Where non-arm’s length income rules apply, affected income may be taxed at the highest marginal rate rather than the concessional superannuation rate. This can materially reduce retirement savings.
Outcomes depend on the specific circumstances and trustee intent.
What This Means for You
SMSF compliance in Australia requires more than meeting technical thresholds. Trustees must demonstrate that decisions are commercially sound and clearly focused on retirement outcomes.
Before entering into related party investments, leasing arrangements or property projects, trustees should consider:
- Would this arrangement stand up to independent scrutiny?
- Is the dominant purpose retirement benefit provision?
- Is there objective evidence supporting market value terms?
- Is documentation sufficient to satisfy an auditor and the ATO?
Early advice can reduce compliance risk and avoid costly rectification. Trustees considering related party investments or property arrangements may benefit from structured SMSF advisory support before implementation.

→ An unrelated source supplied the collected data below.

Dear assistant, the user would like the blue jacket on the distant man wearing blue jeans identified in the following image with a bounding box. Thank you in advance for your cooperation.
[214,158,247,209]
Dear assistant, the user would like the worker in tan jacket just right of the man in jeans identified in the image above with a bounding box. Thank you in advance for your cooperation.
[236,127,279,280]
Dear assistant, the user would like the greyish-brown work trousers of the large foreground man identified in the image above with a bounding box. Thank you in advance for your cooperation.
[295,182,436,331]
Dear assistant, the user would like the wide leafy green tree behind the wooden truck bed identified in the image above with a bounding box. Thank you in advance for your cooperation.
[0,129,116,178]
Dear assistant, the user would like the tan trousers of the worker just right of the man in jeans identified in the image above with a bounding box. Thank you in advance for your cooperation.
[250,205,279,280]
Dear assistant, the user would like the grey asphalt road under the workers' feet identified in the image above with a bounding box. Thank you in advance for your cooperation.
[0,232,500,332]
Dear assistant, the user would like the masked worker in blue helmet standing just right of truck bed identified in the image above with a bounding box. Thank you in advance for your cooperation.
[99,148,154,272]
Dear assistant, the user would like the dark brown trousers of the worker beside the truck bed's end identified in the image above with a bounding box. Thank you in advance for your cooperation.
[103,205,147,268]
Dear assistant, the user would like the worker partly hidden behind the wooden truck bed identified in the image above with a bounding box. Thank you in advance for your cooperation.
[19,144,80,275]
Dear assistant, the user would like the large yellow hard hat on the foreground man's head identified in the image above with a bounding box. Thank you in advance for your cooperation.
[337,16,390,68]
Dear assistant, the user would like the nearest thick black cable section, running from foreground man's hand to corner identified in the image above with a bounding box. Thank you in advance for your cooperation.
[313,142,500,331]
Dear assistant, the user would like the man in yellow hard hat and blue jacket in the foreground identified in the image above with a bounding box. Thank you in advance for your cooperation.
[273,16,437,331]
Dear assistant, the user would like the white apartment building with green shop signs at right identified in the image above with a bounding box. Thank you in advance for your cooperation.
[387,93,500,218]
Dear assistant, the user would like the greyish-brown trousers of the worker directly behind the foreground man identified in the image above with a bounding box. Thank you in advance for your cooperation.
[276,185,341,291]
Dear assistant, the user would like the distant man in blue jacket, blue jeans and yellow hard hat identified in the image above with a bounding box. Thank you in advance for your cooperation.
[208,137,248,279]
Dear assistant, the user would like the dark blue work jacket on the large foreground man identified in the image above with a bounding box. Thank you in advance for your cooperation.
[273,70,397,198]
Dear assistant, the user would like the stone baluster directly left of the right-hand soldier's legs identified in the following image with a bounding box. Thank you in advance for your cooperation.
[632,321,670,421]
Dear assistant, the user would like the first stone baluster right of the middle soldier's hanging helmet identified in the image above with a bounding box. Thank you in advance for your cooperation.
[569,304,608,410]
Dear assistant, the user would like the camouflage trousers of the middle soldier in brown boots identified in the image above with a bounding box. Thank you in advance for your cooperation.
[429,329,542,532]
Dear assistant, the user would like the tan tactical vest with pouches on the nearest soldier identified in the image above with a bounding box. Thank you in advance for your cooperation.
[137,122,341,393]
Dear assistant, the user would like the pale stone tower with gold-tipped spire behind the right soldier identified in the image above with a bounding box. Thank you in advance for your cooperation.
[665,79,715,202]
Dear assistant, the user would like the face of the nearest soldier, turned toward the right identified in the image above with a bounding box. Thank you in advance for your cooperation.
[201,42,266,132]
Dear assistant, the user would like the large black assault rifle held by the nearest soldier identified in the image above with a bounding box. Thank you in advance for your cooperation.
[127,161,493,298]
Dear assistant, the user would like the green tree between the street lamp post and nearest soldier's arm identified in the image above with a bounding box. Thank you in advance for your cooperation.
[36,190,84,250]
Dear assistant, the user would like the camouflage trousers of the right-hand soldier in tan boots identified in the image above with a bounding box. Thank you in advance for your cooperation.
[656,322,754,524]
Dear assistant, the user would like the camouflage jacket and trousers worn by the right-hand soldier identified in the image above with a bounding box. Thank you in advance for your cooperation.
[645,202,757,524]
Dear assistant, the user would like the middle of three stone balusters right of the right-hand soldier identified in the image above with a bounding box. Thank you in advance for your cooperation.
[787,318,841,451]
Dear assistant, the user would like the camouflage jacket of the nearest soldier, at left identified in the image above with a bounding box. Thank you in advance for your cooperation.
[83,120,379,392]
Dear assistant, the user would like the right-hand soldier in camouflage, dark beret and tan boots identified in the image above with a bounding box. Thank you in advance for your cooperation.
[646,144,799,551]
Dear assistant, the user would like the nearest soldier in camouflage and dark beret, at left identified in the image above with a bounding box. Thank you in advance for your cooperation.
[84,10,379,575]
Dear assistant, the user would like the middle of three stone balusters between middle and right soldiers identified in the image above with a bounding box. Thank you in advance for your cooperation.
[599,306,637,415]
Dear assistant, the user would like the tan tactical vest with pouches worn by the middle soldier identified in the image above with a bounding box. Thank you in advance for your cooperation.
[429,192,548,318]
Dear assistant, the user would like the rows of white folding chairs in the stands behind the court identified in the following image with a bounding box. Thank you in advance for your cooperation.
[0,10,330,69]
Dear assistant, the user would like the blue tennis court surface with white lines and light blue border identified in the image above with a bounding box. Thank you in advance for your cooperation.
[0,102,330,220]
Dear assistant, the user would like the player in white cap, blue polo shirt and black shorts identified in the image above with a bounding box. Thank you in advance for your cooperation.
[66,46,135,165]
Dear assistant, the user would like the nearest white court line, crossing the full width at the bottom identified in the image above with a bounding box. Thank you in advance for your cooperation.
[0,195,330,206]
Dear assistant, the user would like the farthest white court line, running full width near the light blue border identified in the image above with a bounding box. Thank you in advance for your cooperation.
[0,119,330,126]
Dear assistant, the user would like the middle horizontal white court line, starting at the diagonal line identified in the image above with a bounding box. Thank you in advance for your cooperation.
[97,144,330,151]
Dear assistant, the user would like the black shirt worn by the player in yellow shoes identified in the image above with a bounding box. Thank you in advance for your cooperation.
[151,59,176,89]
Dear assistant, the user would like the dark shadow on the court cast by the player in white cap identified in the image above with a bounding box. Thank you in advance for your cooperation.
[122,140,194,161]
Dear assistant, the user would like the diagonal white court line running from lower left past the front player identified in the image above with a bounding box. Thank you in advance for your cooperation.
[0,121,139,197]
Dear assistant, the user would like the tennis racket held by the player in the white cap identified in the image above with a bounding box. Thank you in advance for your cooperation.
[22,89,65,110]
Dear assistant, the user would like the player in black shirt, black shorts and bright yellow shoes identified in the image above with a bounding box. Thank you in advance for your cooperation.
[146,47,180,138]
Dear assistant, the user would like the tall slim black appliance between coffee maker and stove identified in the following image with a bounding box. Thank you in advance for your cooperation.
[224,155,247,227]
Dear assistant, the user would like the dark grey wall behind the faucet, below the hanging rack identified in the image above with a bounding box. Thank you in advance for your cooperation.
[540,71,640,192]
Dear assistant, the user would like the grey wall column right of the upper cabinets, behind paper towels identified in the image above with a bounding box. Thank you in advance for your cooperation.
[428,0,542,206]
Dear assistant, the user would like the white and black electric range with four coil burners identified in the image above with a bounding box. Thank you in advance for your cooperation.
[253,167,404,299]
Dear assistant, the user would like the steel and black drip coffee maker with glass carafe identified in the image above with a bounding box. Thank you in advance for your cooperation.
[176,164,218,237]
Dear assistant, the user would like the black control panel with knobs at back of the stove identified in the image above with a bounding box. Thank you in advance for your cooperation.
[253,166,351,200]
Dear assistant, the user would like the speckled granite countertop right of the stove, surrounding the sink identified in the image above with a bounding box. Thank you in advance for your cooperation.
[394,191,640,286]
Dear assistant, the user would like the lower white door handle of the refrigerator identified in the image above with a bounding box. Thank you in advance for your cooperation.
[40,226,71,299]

Maintaining SMSF Compliance in Practice
The flexibility of an SMSF comes with corresponding legal responsibilities. Ongoing review of investment decisions, lease arrangements and related party transactions is essential.
Clear documentation, commercial discipline and forward planning remain central to maintaining SMSF compliance in Australia.
Where uncertainty exists, obtaining professional advice before entering into a transaction is significantly safer than attempting to correct a contravention later. Structured review of proposed arrangements can reduce regulatory risk and protect retirement outcomes.
Frequently Asked Questions
Can my SMSF invest in a family member’s business?
Possibly. The investment must comply with in-house asset limits and satisfy the sole purpose test. The dominant purpose must be retirement benefit, not financial assistance.
What happens if my SMSF charges below market rent to my business?
Income may be treated as non-arm’s length income and taxed at the highest marginal rate. Administrative penalties may also apply.
Can I pay myself for renovating SMSF property?
Trustees are generally not paid for performing trustee duties. Specialist advice should be obtained before undertaking work personally.
Does staying within the 5% in-house asset limit guarantee compliance?
No. The sole purpose test applies independently of asset limits. Trustees must always prioritise retirement objectives.
What is the sole purpose test in Australia?
The sole purpose test requires that an SMSF must be maintained solely to provide retirement benefits to members, or death benefits to dependants. Every trustee decision must be driven by this purpose. Benefits to related parties must be incidental, not the dominant purpose of the arrangement.
Disclaimer: This information is general in nature and does not constitute financial or tax advice. SMSF rules and ATO requirements may change. Professional advice should be obtained before making decisions.